ザ・キューブ ファイナル・トラップの豚のレビュー・感想・評価

2.4
突然謎の小部屋に閉じ込められ、覆面をした男たちから「1月11日に何があった?」と問い掛けられるシチュエーションスリラー。
男には地雷と分かっていても踏まなければならないときがあるという格言があるが(ない)、まさしく玉砕覚悟で踏みに行ってみた。
ご存知ヴィンチェンゾナタリの傑作「CUBE」の模倣というか、全力で邦題・パッケージを寄せて、借りるやつ騙したれ系作品。
というか初代から20年近く経とうかというこの時期に、いまさら「CUBE」の新作と思わせるのはだいぶ無理あるような。
「CUBE」は初代が良すぎて続編やらパチモンの出来がひどいので、今作ももちろん期待値マイナス100万辺りからスタート。

が!!
……思ったより面白かったです。

覆面たちはひたすら「1月11日に何があったか思い出せ」としか言わないのだけれど、主人公はその日の記憶がまったくない。
この構造のおかげで観てるほうもばっちり同じ立場であれこれ推理できる仕組みになっている。
作中でもところどころ推測できる要素が散りばめられていて、意外と伏線もあり思った以上にちゃんとした内容なのは驚いた。
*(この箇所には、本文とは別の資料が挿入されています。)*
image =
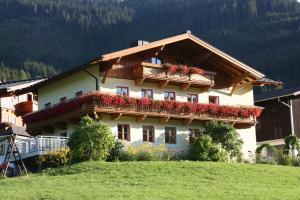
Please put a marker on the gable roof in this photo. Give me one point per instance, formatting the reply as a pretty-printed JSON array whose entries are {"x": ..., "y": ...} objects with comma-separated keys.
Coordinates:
[
  {"x": 13, "y": 87},
  {"x": 181, "y": 37},
  {"x": 288, "y": 92},
  {"x": 156, "y": 44}
]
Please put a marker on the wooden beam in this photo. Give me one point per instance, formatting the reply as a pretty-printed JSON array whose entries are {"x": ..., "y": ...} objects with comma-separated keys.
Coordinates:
[
  {"x": 106, "y": 74},
  {"x": 163, "y": 84},
  {"x": 48, "y": 129},
  {"x": 185, "y": 86},
  {"x": 186, "y": 122},
  {"x": 139, "y": 81},
  {"x": 202, "y": 57},
  {"x": 239, "y": 78},
  {"x": 141, "y": 118},
  {"x": 116, "y": 117},
  {"x": 61, "y": 125},
  {"x": 164, "y": 120},
  {"x": 74, "y": 121}
]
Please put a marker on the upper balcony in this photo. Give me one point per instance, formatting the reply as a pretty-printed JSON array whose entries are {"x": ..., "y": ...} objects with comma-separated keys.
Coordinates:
[
  {"x": 97, "y": 104},
  {"x": 25, "y": 107},
  {"x": 183, "y": 76}
]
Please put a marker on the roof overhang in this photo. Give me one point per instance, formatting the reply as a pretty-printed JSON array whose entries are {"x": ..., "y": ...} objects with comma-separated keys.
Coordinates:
[{"x": 106, "y": 60}]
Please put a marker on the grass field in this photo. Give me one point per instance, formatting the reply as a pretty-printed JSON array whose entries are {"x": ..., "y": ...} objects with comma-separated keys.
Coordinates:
[{"x": 157, "y": 180}]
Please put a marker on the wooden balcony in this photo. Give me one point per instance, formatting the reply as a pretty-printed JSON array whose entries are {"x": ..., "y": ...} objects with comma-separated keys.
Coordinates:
[
  {"x": 158, "y": 73},
  {"x": 97, "y": 104},
  {"x": 24, "y": 108}
]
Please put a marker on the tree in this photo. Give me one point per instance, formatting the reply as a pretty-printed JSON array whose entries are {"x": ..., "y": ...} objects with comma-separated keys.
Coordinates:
[
  {"x": 90, "y": 140},
  {"x": 226, "y": 135}
]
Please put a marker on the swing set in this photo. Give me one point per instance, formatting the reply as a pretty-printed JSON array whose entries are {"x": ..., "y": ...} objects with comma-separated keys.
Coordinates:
[{"x": 12, "y": 151}]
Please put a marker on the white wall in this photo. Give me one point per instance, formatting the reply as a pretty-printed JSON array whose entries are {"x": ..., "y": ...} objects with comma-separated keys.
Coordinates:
[{"x": 68, "y": 86}]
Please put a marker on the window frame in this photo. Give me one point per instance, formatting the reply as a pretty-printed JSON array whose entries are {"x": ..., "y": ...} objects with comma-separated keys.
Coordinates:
[
  {"x": 47, "y": 105},
  {"x": 63, "y": 99},
  {"x": 78, "y": 93},
  {"x": 144, "y": 91},
  {"x": 147, "y": 133},
  {"x": 193, "y": 94},
  {"x": 216, "y": 98},
  {"x": 169, "y": 135},
  {"x": 123, "y": 133},
  {"x": 169, "y": 95},
  {"x": 122, "y": 87},
  {"x": 192, "y": 134}
]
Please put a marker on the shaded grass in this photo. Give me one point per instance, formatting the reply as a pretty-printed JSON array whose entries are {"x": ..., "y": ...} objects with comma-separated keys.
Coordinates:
[{"x": 157, "y": 180}]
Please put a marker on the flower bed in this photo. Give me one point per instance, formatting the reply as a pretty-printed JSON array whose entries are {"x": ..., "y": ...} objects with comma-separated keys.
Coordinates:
[{"x": 143, "y": 104}]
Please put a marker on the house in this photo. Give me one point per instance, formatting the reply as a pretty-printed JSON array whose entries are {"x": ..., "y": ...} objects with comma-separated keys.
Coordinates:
[
  {"x": 16, "y": 101},
  {"x": 281, "y": 116},
  {"x": 157, "y": 92}
]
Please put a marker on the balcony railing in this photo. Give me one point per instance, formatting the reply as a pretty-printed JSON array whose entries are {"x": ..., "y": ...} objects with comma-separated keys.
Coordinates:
[
  {"x": 97, "y": 102},
  {"x": 33, "y": 146},
  {"x": 25, "y": 107},
  {"x": 155, "y": 72}
]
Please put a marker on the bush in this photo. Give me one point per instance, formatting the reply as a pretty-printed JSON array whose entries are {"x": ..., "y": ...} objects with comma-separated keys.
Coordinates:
[
  {"x": 226, "y": 135},
  {"x": 116, "y": 152},
  {"x": 90, "y": 140},
  {"x": 203, "y": 149},
  {"x": 271, "y": 157},
  {"x": 291, "y": 144},
  {"x": 53, "y": 159},
  {"x": 145, "y": 152}
]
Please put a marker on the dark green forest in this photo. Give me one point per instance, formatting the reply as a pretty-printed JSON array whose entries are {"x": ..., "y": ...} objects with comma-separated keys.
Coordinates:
[{"x": 43, "y": 37}]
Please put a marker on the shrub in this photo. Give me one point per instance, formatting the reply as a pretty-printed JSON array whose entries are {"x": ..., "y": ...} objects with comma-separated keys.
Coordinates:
[
  {"x": 145, "y": 152},
  {"x": 53, "y": 159},
  {"x": 90, "y": 140},
  {"x": 270, "y": 158},
  {"x": 116, "y": 152},
  {"x": 226, "y": 135},
  {"x": 203, "y": 149},
  {"x": 291, "y": 144}
]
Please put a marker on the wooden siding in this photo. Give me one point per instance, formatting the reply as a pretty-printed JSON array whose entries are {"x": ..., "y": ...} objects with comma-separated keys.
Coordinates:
[{"x": 274, "y": 122}]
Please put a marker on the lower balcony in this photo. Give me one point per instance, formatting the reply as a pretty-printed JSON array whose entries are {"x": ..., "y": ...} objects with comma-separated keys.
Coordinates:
[
  {"x": 97, "y": 104},
  {"x": 183, "y": 76}
]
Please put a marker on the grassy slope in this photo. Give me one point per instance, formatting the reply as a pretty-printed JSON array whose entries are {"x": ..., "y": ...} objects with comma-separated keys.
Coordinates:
[{"x": 157, "y": 180}]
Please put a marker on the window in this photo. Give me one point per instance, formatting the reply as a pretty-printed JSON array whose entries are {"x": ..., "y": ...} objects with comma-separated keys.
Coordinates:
[
  {"x": 63, "y": 99},
  {"x": 148, "y": 134},
  {"x": 169, "y": 96},
  {"x": 78, "y": 94},
  {"x": 146, "y": 93},
  {"x": 192, "y": 98},
  {"x": 155, "y": 61},
  {"x": 29, "y": 97},
  {"x": 123, "y": 91},
  {"x": 193, "y": 134},
  {"x": 63, "y": 134},
  {"x": 47, "y": 105},
  {"x": 124, "y": 132},
  {"x": 170, "y": 135},
  {"x": 213, "y": 99}
]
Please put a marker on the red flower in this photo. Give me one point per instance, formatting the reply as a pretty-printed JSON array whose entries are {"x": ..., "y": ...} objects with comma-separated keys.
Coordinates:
[
  {"x": 185, "y": 70},
  {"x": 195, "y": 70},
  {"x": 173, "y": 69}
]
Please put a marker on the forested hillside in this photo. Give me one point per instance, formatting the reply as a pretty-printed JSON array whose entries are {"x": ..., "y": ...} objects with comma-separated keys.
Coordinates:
[{"x": 36, "y": 35}]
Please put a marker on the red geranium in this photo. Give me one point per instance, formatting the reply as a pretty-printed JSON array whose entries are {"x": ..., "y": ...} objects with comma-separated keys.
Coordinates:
[
  {"x": 195, "y": 70},
  {"x": 185, "y": 70}
]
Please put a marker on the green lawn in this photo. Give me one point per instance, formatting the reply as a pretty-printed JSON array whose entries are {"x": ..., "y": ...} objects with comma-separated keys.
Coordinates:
[{"x": 157, "y": 180}]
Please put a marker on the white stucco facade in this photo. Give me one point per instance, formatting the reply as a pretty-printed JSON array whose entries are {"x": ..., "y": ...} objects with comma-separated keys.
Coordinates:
[{"x": 81, "y": 81}]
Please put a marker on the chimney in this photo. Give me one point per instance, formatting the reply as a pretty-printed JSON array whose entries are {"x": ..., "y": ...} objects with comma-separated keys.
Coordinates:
[{"x": 139, "y": 43}]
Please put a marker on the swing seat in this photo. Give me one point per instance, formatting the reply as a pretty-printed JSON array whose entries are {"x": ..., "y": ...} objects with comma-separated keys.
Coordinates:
[{"x": 3, "y": 165}]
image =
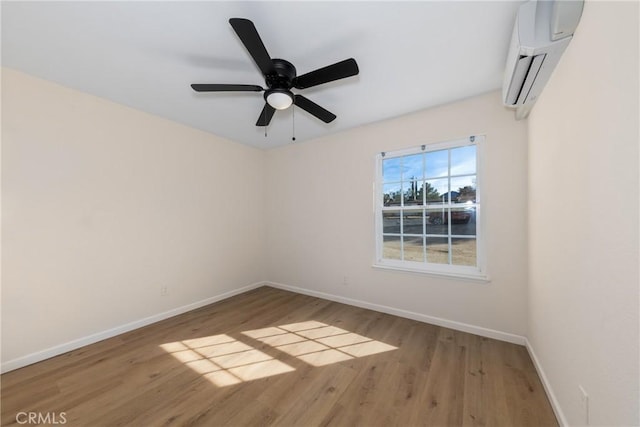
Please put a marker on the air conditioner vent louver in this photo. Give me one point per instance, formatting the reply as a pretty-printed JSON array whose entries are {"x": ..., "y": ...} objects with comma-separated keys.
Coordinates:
[{"x": 534, "y": 53}]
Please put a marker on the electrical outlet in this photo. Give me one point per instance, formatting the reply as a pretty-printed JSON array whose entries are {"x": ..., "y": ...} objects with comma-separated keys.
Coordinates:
[{"x": 584, "y": 401}]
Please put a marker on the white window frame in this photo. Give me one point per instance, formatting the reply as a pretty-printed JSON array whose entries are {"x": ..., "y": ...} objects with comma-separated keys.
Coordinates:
[{"x": 474, "y": 273}]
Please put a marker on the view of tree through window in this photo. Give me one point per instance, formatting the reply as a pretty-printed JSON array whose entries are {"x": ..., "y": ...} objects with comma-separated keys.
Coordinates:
[{"x": 429, "y": 208}]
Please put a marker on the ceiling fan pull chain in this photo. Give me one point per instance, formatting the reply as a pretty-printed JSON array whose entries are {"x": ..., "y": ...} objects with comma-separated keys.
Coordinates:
[{"x": 293, "y": 122}]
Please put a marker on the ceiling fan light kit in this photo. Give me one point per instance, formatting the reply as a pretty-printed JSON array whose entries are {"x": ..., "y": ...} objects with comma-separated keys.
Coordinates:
[{"x": 280, "y": 77}]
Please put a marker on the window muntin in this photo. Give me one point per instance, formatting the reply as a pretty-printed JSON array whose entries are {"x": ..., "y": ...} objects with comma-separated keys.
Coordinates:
[{"x": 428, "y": 209}]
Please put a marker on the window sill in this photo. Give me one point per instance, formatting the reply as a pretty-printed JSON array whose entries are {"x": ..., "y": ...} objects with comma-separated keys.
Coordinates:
[{"x": 470, "y": 277}]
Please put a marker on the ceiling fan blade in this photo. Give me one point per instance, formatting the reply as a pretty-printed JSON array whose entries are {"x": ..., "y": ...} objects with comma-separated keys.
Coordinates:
[
  {"x": 337, "y": 71},
  {"x": 314, "y": 109},
  {"x": 265, "y": 115},
  {"x": 251, "y": 40},
  {"x": 225, "y": 88}
]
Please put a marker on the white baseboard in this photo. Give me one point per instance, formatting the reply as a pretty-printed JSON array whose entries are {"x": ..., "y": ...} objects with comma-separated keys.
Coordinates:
[
  {"x": 547, "y": 386},
  {"x": 93, "y": 338},
  {"x": 459, "y": 326}
]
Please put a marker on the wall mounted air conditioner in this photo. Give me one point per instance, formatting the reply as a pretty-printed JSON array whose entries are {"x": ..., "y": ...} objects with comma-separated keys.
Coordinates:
[{"x": 542, "y": 32}]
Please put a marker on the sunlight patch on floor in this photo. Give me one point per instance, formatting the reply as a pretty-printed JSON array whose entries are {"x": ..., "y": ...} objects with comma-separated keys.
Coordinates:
[
  {"x": 317, "y": 343},
  {"x": 225, "y": 361}
]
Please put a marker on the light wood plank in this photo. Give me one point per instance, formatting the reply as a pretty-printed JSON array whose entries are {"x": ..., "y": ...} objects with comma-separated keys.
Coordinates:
[{"x": 271, "y": 357}]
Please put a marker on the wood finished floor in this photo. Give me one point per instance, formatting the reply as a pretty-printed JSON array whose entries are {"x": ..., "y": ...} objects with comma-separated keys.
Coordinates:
[{"x": 270, "y": 357}]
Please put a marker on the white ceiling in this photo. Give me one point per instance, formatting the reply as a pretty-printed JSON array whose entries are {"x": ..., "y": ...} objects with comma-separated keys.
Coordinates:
[{"x": 411, "y": 55}]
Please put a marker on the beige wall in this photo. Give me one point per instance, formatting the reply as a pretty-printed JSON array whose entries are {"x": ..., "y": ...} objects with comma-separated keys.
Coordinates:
[
  {"x": 583, "y": 322},
  {"x": 103, "y": 205},
  {"x": 320, "y": 217}
]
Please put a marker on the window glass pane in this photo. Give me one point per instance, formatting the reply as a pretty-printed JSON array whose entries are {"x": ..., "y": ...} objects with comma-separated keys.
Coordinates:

もちろん「CUBE」のような芸術性だとか不可思議感はないので、そのノリを期待すると裏切られること間違いなしです。
ただ、ひとつのシチュエーションスリラーとして観ると意外と面白いと思います、時間も短めなので。
何が言いたいかというと、この邦題つけた配給会社が悪いだけでこの映画作った人たちは悪くないと思います……。

確かに内容は地味なので原題を活かした作りだと見向きもされないのは分かる。
分かるけど、だからってここまで内容とまったく関係ない手法で騙すのってどうなんだろう……。
製作者が意図して真似してるのならまだしも、この映画からは「CUBE」っぽくしてやろ、みたいな匂いは個人的にはまったく感じなかったので、何というか色々歯車が噛み合ってない作品だなぁと思った。